Washing a bathing suit is easy, but it must be done by hand. If you absolutely must wash a bathing suit in the washing machine, put it a mesh bag that's meant for delicate garments and use an ultra-mild detergent.

Working time: 10 minutes

Total time: 45 minutes

Skill level: Beginner

What You’ll Need


  • Mild detergent or spandex-specific detergent
  • Cold water


  • Sink
  • Drying rack


  1. Rinse Your Bathing Suit

    Rinse your swimsuit as soon as possible in cool tap water after each time you wear it. If you have time to allow the suit to soak in cool water for 30 minutes, that's even better for the fabric. The soak will remove most of the chemicals, salt, sand, and body oil that can damage the fabric.

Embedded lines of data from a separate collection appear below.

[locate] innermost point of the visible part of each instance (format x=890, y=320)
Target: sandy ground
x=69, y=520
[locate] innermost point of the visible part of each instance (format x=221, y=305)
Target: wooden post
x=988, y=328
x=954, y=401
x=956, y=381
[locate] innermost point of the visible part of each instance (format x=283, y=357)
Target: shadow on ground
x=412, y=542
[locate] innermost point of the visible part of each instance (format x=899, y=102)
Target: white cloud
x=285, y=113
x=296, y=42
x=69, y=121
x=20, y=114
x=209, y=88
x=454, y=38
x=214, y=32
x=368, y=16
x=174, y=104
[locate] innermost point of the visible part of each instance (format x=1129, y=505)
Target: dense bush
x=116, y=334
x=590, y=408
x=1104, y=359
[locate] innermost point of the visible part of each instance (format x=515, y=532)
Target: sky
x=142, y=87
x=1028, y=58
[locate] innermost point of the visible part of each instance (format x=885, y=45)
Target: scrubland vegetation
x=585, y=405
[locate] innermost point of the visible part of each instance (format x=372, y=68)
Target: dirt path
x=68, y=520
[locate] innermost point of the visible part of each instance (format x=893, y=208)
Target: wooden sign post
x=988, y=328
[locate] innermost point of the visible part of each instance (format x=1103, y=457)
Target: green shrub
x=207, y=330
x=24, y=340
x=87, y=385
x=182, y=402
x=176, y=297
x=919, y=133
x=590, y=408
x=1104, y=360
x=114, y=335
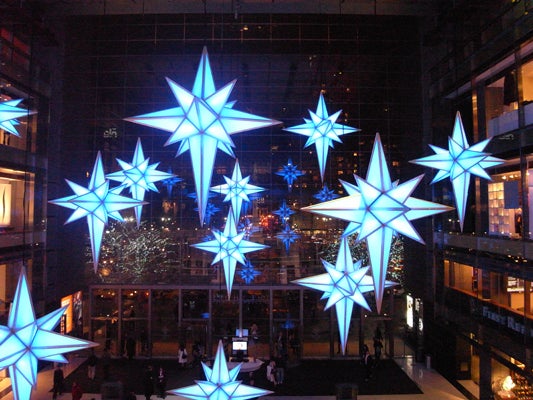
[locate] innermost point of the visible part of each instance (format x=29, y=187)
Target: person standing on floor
x=76, y=391
x=91, y=365
x=378, y=346
x=182, y=356
x=148, y=383
x=161, y=383
x=58, y=382
x=367, y=362
x=106, y=362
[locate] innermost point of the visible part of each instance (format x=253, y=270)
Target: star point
x=288, y=236
x=139, y=176
x=376, y=208
x=203, y=123
x=25, y=340
x=459, y=163
x=221, y=383
x=237, y=190
x=322, y=130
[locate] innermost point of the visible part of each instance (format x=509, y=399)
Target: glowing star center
x=201, y=115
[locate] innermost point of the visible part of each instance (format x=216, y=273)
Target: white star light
x=290, y=173
x=326, y=194
x=237, y=190
x=343, y=285
x=230, y=248
x=322, y=130
x=203, y=123
x=221, y=383
x=377, y=208
x=139, y=176
x=170, y=182
x=9, y=112
x=284, y=212
x=458, y=163
x=25, y=340
x=97, y=202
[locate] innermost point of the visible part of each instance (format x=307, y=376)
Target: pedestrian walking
x=58, y=382
x=91, y=365
x=76, y=391
x=161, y=383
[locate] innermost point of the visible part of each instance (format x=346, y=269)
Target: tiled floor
x=433, y=385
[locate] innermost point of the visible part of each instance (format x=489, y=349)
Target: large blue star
x=230, y=248
x=248, y=272
x=288, y=237
x=290, y=173
x=458, y=163
x=210, y=210
x=343, y=285
x=221, y=383
x=203, y=123
x=139, y=176
x=322, y=130
x=9, y=112
x=25, y=340
x=237, y=190
x=97, y=202
x=376, y=208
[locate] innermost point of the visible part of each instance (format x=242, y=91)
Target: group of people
x=366, y=357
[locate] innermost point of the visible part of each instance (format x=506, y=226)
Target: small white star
x=377, y=208
x=203, y=123
x=97, y=202
x=237, y=190
x=322, y=130
x=230, y=248
x=9, y=112
x=139, y=176
x=458, y=163
x=221, y=383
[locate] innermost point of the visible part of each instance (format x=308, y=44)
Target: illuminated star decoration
x=97, y=202
x=25, y=340
x=237, y=190
x=170, y=182
x=9, y=112
x=221, y=383
x=248, y=272
x=458, y=163
x=322, y=130
x=203, y=123
x=290, y=173
x=287, y=236
x=284, y=212
x=139, y=176
x=230, y=248
x=210, y=210
x=377, y=208
x=344, y=285
x=326, y=194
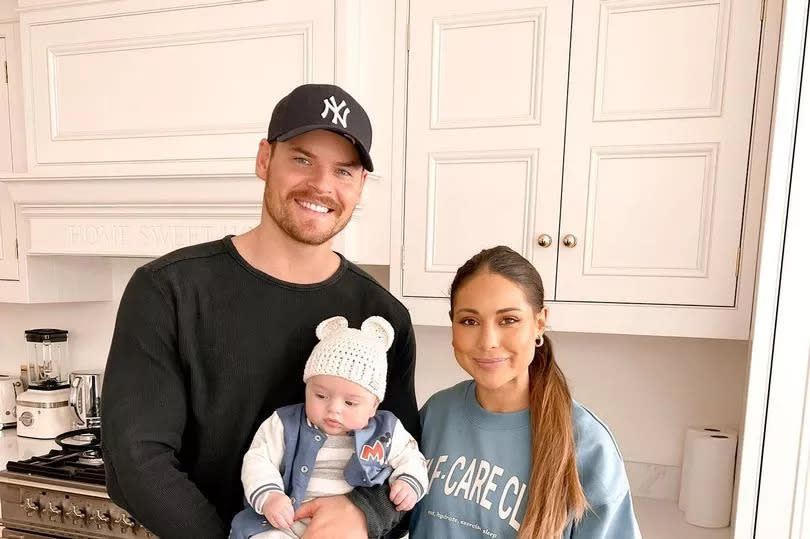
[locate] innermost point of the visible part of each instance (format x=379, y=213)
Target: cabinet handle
x=569, y=240
x=77, y=514
x=30, y=507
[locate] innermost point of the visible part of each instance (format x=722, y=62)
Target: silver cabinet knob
x=125, y=522
x=77, y=514
x=569, y=240
x=29, y=507
x=100, y=519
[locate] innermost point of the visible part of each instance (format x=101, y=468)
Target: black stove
x=66, y=464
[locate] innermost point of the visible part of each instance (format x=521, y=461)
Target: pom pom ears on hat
x=375, y=327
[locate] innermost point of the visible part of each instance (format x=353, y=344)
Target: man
x=212, y=338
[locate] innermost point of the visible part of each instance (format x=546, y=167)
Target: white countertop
x=13, y=447
x=658, y=519
x=661, y=519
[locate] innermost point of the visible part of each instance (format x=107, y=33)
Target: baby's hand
x=278, y=511
x=402, y=495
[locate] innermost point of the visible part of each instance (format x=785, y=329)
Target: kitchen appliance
x=10, y=387
x=59, y=494
x=85, y=398
x=42, y=410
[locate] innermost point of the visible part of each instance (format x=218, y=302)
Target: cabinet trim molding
x=130, y=229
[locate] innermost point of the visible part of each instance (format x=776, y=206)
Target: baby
x=335, y=441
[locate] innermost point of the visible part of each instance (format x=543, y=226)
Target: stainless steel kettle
x=85, y=398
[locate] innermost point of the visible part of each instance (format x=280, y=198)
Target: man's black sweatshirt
x=205, y=348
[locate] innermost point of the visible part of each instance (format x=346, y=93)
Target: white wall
x=647, y=389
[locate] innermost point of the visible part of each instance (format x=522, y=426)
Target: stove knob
x=125, y=522
x=29, y=507
x=101, y=519
x=54, y=512
x=77, y=514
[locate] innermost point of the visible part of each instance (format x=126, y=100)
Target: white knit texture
x=357, y=355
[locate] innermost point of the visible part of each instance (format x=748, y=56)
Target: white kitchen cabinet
x=128, y=88
x=656, y=150
x=611, y=143
x=183, y=89
x=8, y=238
x=8, y=248
x=486, y=125
x=659, y=98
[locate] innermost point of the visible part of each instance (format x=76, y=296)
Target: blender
x=42, y=410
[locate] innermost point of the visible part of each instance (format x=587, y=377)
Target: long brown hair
x=555, y=493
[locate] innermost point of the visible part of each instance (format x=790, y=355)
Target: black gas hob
x=65, y=464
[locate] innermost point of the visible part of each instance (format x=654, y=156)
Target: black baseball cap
x=322, y=106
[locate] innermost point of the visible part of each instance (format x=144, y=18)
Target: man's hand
x=402, y=495
x=333, y=516
x=278, y=511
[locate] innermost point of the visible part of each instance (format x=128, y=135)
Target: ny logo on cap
x=331, y=105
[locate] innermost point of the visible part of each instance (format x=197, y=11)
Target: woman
x=510, y=454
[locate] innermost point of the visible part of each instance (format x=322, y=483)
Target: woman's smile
x=490, y=363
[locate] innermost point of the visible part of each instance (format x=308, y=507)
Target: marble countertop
x=13, y=447
x=661, y=519
x=658, y=519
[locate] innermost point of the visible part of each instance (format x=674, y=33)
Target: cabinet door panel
x=177, y=87
x=486, y=113
x=659, y=119
x=8, y=251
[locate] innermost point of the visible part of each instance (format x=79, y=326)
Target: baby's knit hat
x=358, y=355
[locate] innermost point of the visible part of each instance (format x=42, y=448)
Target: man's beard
x=292, y=228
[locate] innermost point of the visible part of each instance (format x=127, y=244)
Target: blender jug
x=47, y=358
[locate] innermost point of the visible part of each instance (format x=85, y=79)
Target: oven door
x=14, y=534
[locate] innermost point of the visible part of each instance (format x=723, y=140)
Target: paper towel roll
x=710, y=486
x=691, y=434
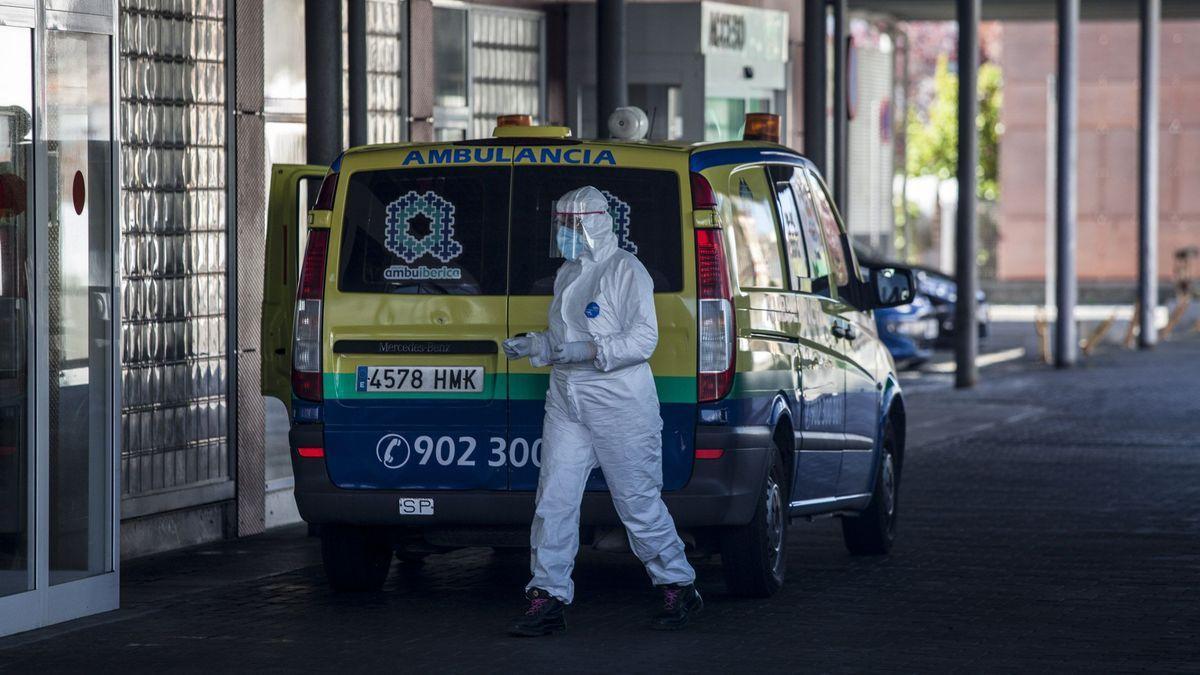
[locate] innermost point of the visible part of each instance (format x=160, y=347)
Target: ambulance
x=394, y=275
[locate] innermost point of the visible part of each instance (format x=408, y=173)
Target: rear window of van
x=447, y=230
x=438, y=231
x=643, y=204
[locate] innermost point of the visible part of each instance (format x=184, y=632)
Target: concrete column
x=612, y=90
x=420, y=70
x=966, y=335
x=357, y=58
x=1147, y=173
x=815, y=84
x=840, y=113
x=323, y=77
x=247, y=221
x=1067, y=290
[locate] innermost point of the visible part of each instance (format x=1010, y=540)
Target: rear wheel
x=355, y=559
x=874, y=531
x=754, y=556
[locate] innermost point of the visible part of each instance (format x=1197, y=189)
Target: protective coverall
x=601, y=407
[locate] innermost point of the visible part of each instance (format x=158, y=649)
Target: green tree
x=934, y=136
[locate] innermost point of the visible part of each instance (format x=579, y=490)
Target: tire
x=355, y=559
x=754, y=556
x=874, y=531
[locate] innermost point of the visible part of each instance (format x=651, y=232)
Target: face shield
x=568, y=238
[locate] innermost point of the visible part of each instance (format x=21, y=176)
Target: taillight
x=717, y=328
x=702, y=196
x=306, y=329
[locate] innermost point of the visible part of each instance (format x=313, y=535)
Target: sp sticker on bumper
x=417, y=506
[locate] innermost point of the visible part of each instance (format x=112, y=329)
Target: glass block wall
x=507, y=66
x=173, y=254
x=385, y=101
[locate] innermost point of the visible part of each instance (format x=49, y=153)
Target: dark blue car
x=909, y=332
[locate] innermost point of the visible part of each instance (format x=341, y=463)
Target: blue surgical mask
x=569, y=243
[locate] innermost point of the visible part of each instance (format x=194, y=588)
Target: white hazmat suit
x=601, y=407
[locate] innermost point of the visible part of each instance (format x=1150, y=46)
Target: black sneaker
x=679, y=602
x=546, y=615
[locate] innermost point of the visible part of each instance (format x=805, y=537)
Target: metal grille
x=507, y=66
x=385, y=76
x=173, y=251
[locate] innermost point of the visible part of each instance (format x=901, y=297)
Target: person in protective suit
x=601, y=410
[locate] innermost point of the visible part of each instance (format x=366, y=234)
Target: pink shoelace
x=671, y=596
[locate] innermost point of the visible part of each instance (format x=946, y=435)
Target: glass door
x=79, y=232
x=16, y=202
x=58, y=330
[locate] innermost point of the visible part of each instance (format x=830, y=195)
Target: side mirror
x=891, y=286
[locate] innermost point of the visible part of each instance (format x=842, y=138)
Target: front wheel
x=874, y=531
x=754, y=556
x=355, y=559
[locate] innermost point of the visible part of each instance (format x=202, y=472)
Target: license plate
x=426, y=378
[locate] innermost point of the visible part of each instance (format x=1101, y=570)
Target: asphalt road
x=1049, y=521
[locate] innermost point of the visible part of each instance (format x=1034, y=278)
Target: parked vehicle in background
x=942, y=293
x=411, y=431
x=909, y=332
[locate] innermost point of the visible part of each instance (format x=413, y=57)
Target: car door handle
x=843, y=328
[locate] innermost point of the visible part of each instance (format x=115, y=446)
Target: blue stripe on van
x=702, y=160
x=465, y=444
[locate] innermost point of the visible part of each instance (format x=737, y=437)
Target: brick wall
x=1108, y=148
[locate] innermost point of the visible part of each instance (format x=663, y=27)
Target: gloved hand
x=517, y=347
x=574, y=352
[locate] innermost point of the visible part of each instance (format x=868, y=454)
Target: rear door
x=857, y=344
x=415, y=311
x=643, y=195
x=822, y=366
x=293, y=187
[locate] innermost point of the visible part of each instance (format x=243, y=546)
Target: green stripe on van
x=520, y=387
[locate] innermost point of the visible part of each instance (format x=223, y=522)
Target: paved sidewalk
x=1049, y=521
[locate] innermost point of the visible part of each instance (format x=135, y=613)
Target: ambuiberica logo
x=621, y=210
x=439, y=242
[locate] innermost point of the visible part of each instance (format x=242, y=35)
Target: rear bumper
x=720, y=491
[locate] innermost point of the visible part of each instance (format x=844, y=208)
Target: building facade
x=1108, y=153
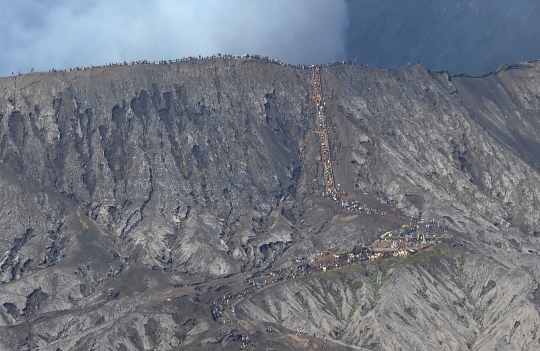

  2. Drain and Refill the Sink 

    Plain water does not remove all of the salt or chlorine. Refill the sink with cool water and add just a teaspoon or less of a gentle liquid laundry detergent. If you are in a pinch, you can use just a dab of shampoo to wash your suit but skip any combination products that contain hair conditioners.

  3. Treat Stains

    Whether you dripped ketchup on your suit at a poolside barbecue or spread too much sunscreen close to the fabric, follow the stain removal guidelines for the specific stain to remove it from your swimsuit. Self-tanners are particularly difficult to remove so always wear an older suit when applying them.

  4. Submerge the Suit

    Turn your swimsuit inside out and submerge it in the solution. Swish for several minutes and then rinse well.

  5. Remove Excess Water

    Remove the bathing suit from the water, and then gently squeeze the water out of the fabric—don’t wring it as it can damage the shape.

  6. Air-Dry the Bathing Suit

Spread your suit flat to dry in a spot out of direct sunlight. The UV rays from the sun can both fade and break down the fibers in your suit.


  • Instead of taking off the bathing suit and soaking it in cold water, just wear the suit into your post-swim shower. 
  • When hand-washing, don't use powdered detergent because it may not dissolve completely or rinse away well. Never use chlorine bleach to whiten or remove stains. 
  • Distilled white vinegar can be used as an emergency substitute for detergent when washing, as it both deodorizes and reduces bacteria on the fabric. 
  • If possible, wear an older suit in a hot tub or rinse out your suit as quickly as possible. Hot tubs offer a double whammy of excessive chemicals and high heat that will fade and stretch a suit out very quickly.
  • For frequent hot tub use, choose a suit that is 100 percent polyester or chlorine resistant. Cotton and natural fibers will not hold up in the chlorinated water.

Storing a Bathing Suit

Don’t hang up your bathing suit, as it will stretch out the fibers. Instead, store the suit lying flat when it’s completely dry—any moisture, and you risk mildew. If you’re putting it away for the season, store the suit in a fabric garment bag. Skip the plastic bags, which can also provide a breeding ground for mildew and bacteria. 


A broken strap or small hole isn’t a reason to toss an expensive bathing suit. Use a needle and polyester thread to hand-sew small snags or rips in the fabric. If you need a bigger repair or need to alter a bathing suit, take it to a professional tailor. They’ll be much more adept at sewing finicky spandex or Lycra.